Simply pluck the sloes off the branch. Watch out for the incredibly sharp thorns. They will cause you pain.
CLEANING & STORING
There is no need to wash the sloes, but if you do then make sure you dry them before you use them or store them in fridge. If you pick them before the first frosts, it is best to pop them in the freezer for a few days so their skins burst and are easier to prick.
IN THE KITCHEN
Once you’ve used the fruit for your sloe gin or vodka, don’t throw them away. They can be used to make delicious chocolate liqueurs – a fantastic Christmas gift for friends and family.
The flowers and leaves can be turned into a tea and used to treat throat ailments such as laryngitis and tonsillitis. The fruit is rich in vitamin C and can be used for stomach disorders and to purify the blood. They can also be made into a paste to whiten teeth, and the juice heals mouth irritations, ulcers and gum problems.
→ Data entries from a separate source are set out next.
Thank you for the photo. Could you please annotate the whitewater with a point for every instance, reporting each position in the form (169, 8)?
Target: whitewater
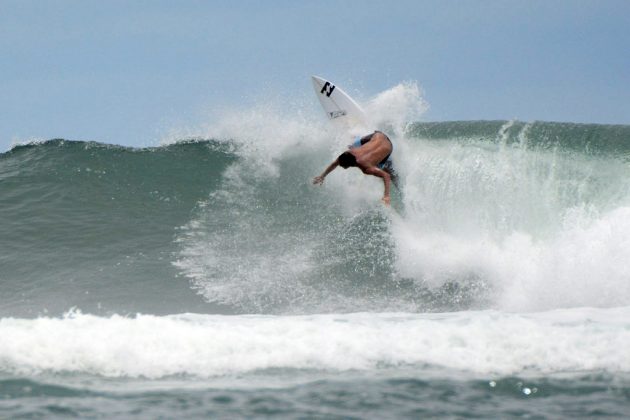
(207, 276)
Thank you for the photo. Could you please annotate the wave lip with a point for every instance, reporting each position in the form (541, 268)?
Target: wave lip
(480, 343)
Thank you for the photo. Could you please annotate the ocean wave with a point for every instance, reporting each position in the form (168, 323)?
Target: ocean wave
(487, 343)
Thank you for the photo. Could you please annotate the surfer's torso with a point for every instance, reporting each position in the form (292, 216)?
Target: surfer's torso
(372, 150)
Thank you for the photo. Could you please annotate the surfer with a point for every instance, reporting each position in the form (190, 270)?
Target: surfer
(371, 154)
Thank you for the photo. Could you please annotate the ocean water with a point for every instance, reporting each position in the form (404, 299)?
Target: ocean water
(207, 277)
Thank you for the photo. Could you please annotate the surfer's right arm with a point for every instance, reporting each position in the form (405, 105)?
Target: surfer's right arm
(320, 179)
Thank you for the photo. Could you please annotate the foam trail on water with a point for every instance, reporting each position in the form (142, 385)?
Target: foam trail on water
(482, 343)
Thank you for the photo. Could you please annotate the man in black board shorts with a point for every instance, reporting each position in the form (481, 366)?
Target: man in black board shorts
(371, 154)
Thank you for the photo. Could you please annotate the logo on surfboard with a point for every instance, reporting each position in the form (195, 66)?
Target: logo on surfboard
(327, 90)
(336, 114)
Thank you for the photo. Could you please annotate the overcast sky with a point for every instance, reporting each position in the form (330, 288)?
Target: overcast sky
(127, 72)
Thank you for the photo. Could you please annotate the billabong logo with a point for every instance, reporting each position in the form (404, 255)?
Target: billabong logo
(336, 114)
(327, 89)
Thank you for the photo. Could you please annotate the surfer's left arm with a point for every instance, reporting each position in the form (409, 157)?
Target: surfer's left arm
(320, 178)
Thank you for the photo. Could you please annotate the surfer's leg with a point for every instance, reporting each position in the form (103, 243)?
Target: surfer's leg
(389, 168)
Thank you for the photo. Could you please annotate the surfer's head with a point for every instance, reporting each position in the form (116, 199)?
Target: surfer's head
(346, 160)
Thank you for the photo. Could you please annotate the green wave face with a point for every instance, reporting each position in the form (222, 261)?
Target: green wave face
(500, 214)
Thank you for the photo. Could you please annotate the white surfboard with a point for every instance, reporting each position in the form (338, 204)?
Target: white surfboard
(338, 105)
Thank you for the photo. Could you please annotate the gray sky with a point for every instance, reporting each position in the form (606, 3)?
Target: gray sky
(127, 72)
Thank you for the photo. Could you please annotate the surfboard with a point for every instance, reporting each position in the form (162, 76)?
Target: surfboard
(338, 105)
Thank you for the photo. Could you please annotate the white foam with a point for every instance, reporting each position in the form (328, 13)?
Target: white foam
(486, 343)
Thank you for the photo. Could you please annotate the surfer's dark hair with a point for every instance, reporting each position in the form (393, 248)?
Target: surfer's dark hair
(346, 160)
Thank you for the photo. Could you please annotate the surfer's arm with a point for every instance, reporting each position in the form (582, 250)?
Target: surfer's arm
(320, 179)
(386, 180)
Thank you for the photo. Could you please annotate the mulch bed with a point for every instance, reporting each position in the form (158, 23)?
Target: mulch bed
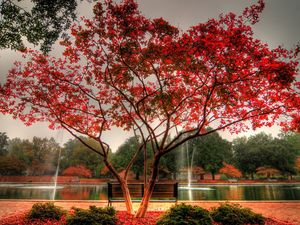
(124, 219)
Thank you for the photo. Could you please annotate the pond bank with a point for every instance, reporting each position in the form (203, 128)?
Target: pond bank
(280, 210)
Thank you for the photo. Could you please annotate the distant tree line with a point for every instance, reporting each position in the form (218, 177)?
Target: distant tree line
(258, 155)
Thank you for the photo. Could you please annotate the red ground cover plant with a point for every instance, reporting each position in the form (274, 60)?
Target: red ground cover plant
(143, 75)
(124, 218)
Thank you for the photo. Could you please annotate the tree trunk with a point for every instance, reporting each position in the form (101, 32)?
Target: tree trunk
(202, 177)
(213, 176)
(124, 187)
(149, 189)
(127, 197)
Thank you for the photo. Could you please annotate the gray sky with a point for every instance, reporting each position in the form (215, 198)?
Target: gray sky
(279, 25)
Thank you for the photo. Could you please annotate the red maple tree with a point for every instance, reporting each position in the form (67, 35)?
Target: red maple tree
(80, 171)
(145, 75)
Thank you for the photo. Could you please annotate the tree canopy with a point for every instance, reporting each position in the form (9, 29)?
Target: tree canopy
(40, 21)
(3, 143)
(145, 75)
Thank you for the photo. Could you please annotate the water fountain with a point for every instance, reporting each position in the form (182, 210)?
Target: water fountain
(189, 163)
(55, 176)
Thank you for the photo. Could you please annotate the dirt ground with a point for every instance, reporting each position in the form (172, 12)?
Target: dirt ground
(283, 211)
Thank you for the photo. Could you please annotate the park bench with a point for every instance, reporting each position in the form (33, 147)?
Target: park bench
(163, 192)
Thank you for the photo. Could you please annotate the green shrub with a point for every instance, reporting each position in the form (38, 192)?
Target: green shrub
(44, 211)
(92, 216)
(234, 214)
(185, 215)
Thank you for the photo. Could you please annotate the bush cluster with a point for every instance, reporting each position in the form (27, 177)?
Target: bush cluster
(92, 216)
(185, 215)
(45, 211)
(226, 214)
(234, 214)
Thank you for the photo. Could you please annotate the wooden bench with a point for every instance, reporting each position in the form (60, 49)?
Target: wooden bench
(163, 192)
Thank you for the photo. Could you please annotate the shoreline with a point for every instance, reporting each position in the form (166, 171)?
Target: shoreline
(284, 210)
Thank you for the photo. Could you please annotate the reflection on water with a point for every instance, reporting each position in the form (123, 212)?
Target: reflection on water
(195, 192)
(65, 192)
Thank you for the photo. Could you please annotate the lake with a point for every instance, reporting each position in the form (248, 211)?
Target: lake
(196, 192)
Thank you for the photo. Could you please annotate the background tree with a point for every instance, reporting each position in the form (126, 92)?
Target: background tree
(74, 153)
(144, 75)
(3, 143)
(210, 152)
(248, 153)
(293, 138)
(230, 171)
(123, 155)
(40, 21)
(80, 171)
(11, 166)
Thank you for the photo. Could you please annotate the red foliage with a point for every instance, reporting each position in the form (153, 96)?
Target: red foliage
(121, 69)
(230, 171)
(80, 171)
(215, 74)
(123, 219)
(128, 219)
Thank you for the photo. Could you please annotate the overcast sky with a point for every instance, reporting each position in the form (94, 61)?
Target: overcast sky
(279, 25)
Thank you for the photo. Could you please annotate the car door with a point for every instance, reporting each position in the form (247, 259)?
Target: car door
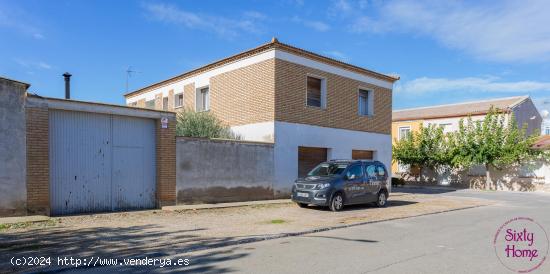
(372, 184)
(382, 176)
(353, 183)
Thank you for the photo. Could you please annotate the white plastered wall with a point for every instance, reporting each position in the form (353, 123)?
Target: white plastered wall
(340, 142)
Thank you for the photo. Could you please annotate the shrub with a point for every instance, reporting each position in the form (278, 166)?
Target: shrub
(202, 125)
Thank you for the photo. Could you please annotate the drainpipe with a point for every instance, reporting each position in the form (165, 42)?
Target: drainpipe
(67, 85)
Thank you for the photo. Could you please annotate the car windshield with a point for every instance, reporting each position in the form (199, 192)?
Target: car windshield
(328, 169)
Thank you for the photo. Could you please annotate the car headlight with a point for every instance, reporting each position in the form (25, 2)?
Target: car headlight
(322, 186)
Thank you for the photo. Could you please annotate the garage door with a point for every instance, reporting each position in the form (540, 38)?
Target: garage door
(309, 157)
(362, 154)
(101, 162)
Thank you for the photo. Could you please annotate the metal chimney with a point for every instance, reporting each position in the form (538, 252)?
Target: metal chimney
(67, 85)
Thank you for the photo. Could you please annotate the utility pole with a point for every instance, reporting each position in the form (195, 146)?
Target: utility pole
(129, 72)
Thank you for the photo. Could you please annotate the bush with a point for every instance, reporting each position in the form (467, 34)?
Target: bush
(202, 125)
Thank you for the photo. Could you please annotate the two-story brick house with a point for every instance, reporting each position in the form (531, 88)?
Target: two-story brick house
(312, 108)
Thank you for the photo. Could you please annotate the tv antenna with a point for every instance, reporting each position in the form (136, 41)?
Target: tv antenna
(129, 73)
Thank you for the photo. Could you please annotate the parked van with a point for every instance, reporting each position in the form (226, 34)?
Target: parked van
(337, 183)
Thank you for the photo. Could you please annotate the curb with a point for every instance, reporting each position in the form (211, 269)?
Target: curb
(315, 230)
(256, 239)
(225, 205)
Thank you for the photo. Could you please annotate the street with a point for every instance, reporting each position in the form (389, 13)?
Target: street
(453, 242)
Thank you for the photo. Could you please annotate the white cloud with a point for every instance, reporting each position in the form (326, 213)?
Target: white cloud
(223, 26)
(342, 6)
(507, 31)
(470, 84)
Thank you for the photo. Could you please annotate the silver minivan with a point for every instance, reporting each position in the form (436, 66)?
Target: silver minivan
(337, 183)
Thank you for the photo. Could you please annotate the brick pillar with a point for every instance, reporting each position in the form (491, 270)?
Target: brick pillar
(38, 167)
(171, 100)
(158, 101)
(13, 196)
(166, 163)
(189, 96)
(141, 103)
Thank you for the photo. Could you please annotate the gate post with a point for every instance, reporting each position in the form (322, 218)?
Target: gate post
(13, 190)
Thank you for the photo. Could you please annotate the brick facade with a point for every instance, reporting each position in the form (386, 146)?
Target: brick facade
(245, 95)
(189, 96)
(38, 168)
(341, 100)
(166, 163)
(275, 90)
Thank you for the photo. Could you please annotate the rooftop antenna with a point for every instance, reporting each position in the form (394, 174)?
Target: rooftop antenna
(129, 72)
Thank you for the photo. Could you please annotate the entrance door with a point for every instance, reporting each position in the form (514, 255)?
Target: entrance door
(309, 157)
(362, 154)
(100, 162)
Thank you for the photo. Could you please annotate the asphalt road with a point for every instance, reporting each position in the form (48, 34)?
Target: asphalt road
(452, 242)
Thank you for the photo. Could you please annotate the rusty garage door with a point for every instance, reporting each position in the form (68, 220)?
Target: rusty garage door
(362, 154)
(309, 157)
(100, 162)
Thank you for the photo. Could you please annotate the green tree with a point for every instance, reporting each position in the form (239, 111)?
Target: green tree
(202, 124)
(426, 147)
(491, 142)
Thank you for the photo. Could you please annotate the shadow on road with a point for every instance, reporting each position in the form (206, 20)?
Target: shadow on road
(341, 238)
(390, 203)
(424, 190)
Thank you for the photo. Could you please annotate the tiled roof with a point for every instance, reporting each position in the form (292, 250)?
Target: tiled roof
(457, 110)
(274, 44)
(543, 142)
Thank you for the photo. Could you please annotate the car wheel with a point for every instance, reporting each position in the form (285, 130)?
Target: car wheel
(337, 202)
(382, 199)
(302, 205)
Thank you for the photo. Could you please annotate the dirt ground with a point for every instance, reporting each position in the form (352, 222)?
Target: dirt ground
(160, 233)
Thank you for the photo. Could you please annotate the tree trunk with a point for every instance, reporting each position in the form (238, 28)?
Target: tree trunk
(488, 181)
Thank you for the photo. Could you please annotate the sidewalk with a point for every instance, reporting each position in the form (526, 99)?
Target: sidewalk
(225, 205)
(23, 219)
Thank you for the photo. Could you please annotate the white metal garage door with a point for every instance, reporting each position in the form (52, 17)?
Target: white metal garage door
(101, 162)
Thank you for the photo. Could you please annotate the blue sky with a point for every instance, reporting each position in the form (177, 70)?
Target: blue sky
(444, 51)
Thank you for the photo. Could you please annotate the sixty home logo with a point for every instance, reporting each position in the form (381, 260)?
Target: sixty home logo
(521, 245)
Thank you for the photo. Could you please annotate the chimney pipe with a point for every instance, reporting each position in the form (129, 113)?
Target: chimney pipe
(67, 85)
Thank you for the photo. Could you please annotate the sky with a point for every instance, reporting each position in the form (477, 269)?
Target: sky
(444, 51)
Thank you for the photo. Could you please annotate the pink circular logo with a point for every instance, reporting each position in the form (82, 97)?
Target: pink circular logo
(521, 244)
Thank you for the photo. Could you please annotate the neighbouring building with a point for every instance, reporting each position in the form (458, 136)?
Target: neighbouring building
(62, 156)
(448, 116)
(312, 108)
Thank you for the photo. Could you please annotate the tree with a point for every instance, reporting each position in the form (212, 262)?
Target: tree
(425, 148)
(492, 142)
(202, 124)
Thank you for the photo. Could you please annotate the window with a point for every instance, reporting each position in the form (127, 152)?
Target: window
(365, 103)
(178, 100)
(150, 104)
(203, 99)
(380, 171)
(327, 170)
(354, 172)
(315, 92)
(403, 132)
(371, 171)
(446, 127)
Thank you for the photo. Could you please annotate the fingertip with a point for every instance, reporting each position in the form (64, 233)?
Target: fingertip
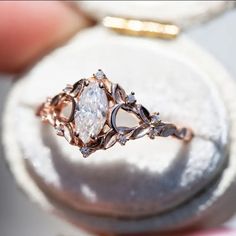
(30, 28)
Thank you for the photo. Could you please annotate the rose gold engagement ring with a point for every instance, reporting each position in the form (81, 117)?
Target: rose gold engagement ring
(85, 113)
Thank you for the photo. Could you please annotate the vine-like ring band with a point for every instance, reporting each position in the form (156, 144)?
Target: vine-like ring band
(85, 114)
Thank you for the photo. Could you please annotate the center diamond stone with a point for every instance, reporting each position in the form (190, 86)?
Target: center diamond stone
(90, 112)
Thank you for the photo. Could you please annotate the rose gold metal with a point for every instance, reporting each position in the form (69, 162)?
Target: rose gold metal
(149, 124)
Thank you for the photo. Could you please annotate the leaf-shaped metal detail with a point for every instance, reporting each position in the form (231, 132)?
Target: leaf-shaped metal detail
(144, 114)
(139, 132)
(110, 139)
(77, 88)
(67, 105)
(119, 93)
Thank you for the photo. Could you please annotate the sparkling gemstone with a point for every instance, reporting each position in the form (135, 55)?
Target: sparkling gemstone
(91, 111)
(155, 118)
(100, 74)
(131, 98)
(59, 130)
(85, 151)
(67, 134)
(122, 139)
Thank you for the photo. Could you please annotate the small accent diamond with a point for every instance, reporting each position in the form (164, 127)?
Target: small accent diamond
(59, 129)
(155, 118)
(131, 98)
(100, 74)
(85, 151)
(122, 139)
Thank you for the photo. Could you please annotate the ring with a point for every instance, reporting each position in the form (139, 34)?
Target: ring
(85, 113)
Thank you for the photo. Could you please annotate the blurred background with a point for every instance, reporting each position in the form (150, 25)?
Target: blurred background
(18, 216)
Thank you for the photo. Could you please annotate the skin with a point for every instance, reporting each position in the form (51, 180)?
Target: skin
(30, 29)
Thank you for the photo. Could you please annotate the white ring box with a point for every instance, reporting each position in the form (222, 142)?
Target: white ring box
(148, 185)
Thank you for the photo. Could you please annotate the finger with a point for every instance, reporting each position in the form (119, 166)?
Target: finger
(28, 29)
(221, 232)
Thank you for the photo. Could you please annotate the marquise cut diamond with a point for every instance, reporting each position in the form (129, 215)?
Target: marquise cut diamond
(91, 111)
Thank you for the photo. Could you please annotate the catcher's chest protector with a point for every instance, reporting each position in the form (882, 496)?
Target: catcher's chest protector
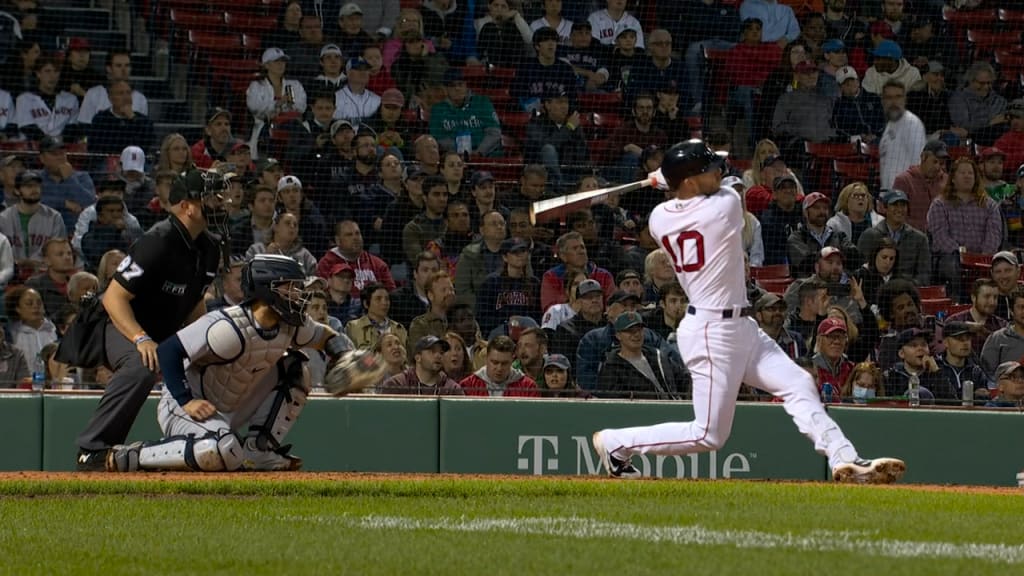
(243, 358)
Unless you are 100% sure of what it is and 100% sure that it is edible, DON’T EAT IT! Harvest only what you need from healthy tree. If you want to snip off the branches instead of individually picking the sloes, make sure you do so at the first joint so you avoid damaging the populations. Consider pesticides, herbicides, pollutions and dog pee. Think about all that could, might and will have drifted onto your plants and pick wisely. Always read the foraging rules in your local parks and green spaces, and if you’re foraging on farms or private properties, be sure to get permission from the landowner before you start picking.